Either way, litigation attorneys must identify credible witnesses and take their accounts. All witnesses must be credible; otherwise, their testimony won’t matter in court.
Files a Pleading on Behalf of the Litigant
Once there’s enough data on the case, a litigation attorney then files a pleading with the court. Pleadings are formal documents stating a litigant’s basic position in the litigation process.
In the case of a plaintiff, the pleading takes the form of a “complaint,” also called a petition or bill. This documents the plaintiff’s reasons for pursuing legal action against the defendant. It states the plaintiff’s version of facts and the damages they incurred.
If a litigator’s client is the defendant, the litigation attorney must file an “answer.” This is the defendant’s account of what happened and why the plaintiff may be wrong to sue them. It may also include an excuse or other facts not included in the complaint.
Makes Appropriate Motions
Motions are requests for the court or the judge to hand down a legal ruling. This can be a motion to discover, wherein one side of the dispute wants to get information from the other. It can also be a motion to dismiss, often filed by defendants who claim there’s not enough evidence for the suit.
Engages in Discovery
The discovery phase of litigation involves the exchange of information between the parties. At this point, the involved parties share details about witnesses and evidence. In doing so, both parties can determine which pieces of evidence they can present in court.
Discovery can also help prevent one party from committing “trial by ambush.” This is the act of withholding evidence or information and only presenting it at trial. Litigators must not allow this, as they won’t have time to acquire answering evidence.
Attends Pre-Trial Conferences
During a pre-trial conference, the judge and the litigators often review case evidence. They also pinpoint issues and clarify them so that they won’t arise during the trial itself.
Many judges also call for pre-trial conferences to encourage and support case settlements.
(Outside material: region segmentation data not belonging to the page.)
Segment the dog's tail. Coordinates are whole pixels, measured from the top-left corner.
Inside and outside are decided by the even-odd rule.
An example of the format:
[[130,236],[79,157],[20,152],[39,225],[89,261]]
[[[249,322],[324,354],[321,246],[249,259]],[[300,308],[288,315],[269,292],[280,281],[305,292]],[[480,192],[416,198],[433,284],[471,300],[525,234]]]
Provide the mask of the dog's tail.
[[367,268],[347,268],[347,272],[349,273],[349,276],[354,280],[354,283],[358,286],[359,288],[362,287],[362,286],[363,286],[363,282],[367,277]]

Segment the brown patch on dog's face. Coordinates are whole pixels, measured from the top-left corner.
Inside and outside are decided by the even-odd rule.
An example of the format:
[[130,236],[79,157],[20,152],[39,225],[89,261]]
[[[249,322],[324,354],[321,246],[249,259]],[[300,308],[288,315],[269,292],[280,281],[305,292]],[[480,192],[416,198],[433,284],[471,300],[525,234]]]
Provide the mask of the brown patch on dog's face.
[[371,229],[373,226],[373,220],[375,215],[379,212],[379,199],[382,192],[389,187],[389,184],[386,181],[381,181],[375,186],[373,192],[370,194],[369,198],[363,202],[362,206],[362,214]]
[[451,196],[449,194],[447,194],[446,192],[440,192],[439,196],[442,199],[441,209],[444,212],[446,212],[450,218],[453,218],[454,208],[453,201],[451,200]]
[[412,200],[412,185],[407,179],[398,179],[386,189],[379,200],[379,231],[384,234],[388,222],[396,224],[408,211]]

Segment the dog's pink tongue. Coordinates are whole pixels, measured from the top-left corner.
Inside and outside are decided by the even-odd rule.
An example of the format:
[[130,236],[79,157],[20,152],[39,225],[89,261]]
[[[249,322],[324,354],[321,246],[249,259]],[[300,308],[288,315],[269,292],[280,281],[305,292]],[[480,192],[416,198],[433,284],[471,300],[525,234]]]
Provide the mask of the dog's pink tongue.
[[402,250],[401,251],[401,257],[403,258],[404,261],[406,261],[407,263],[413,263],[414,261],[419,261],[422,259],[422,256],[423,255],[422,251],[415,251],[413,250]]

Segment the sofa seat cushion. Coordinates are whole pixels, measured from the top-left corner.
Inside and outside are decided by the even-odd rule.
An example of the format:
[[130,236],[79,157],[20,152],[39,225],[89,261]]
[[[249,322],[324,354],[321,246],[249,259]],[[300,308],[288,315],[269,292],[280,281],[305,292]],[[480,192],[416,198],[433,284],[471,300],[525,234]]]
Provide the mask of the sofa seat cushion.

If both parties agree to settle, the litigation process ends without going to trial.
If no settlement occurs, the court may schedule an issue conference at a later time. Litigation lawyers usually attend this type of pre-trial conference without their clients. The two parties then go over and try to agree on certain undisputed facts of the case.
If none of the pre-trial conferences result in a settlement, the judge schedules a trial date.
Continues to Trial
If the case reaches trial, a litigator may hand it off to a trial attorney. This may occur if the litigator doesn’t work as a trial attorney. In this case, the litigator will still represent you by doing work outside the court.
As mentioned above, though, some litigators are also trial attorneys. In this case, your “original” attorney will continue to handle your litigation. They’ll keep representing you in and out of court.
Hire a Litigator Who’s Also an Experienced Trial Attorney
A common belief is that 95% of cases get settled before they reach the trial phase. Whether this is accurate or not, it’s best to hire a litigator who’s also an experienced trial attorney. This way, you’d only have one lawyer to work with throughout the entire litigation process.